Three Things I Liked About Okay For Now:
1. Jane Eyre, the play
2. Library
3. Voice

It’s been a while since I’ve posted, huh? Oops. Excuse: I’m a month into my sophomore year, and it’s been one hectic month. Settling in, scrambling to polish a couple of essays for contests, catching up on homework, starting a new job… It pains me to admit it, but reading and reviewing kind of fell through the cracks. To ease myself back into it, I’ve been reading “easy” books – young adult, and light adult reads. Which is not to say they haven’t been good reads, too! Easy ≠ not good. Remember that.

Things are a little rough for Doug Swieteck. He’s just moved to a new town, he’s got a chip on his shoulder from his abusive father and it’s giving his teachers and classmates the wrong impression, and his eldest brother is coming home from Vietnam. But there’s also Lil Spicer, the spunky daughter of the grocer who hires Doug to make his deliveries, and the library’s copy of Audubon’s Birds of America paintings, which capture his fascination and make his hand twitch with the movements of a phantom pencil, to make him think that even if things aren’t great, they might be okay. For now.

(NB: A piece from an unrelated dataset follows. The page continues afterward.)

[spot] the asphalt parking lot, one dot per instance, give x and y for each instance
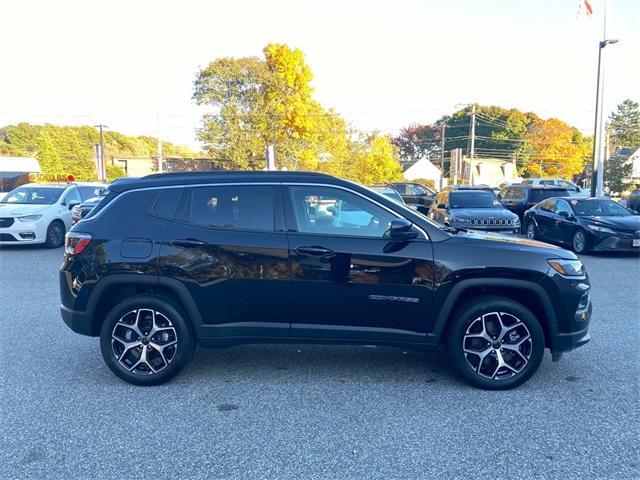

Doug Swieteck is basically Holden Caulfield as a preteen. He’s got the sarcasm, the disillusionment, the catchphrases – “I’m not lying.” He and the other characters are all richly developed; not even the minor characters are three-dimensional and multi-layered. And Doug’s growth throughout the novel is undeniably heartwarming.

But.

There is just too much in this novel, too many conflicts. Spoiler alert: Doug has an abusive father, a bully-in-training as a brother, his eldest brother lost his legs and his sight in Vietnam, he’s ILLITERATE, and then in the LAST CHAPTER, his best friend/girlfriend Lil Spicer gets some kind of potentially deadly never-specified illness (not to mention all the minor things, like having his prized possession, a baseball cap given to him by a famous player, thrown in a gutter by his brother) Like, seriously? That is too much. I mean, I’m sure there are people out there whose lives suck as much as Doug’s or worse, but the paradox of fiction is that it actually has to be more believable than reality. And I just wasn’t buying the freaking deluge of problems plaguing poor Doug.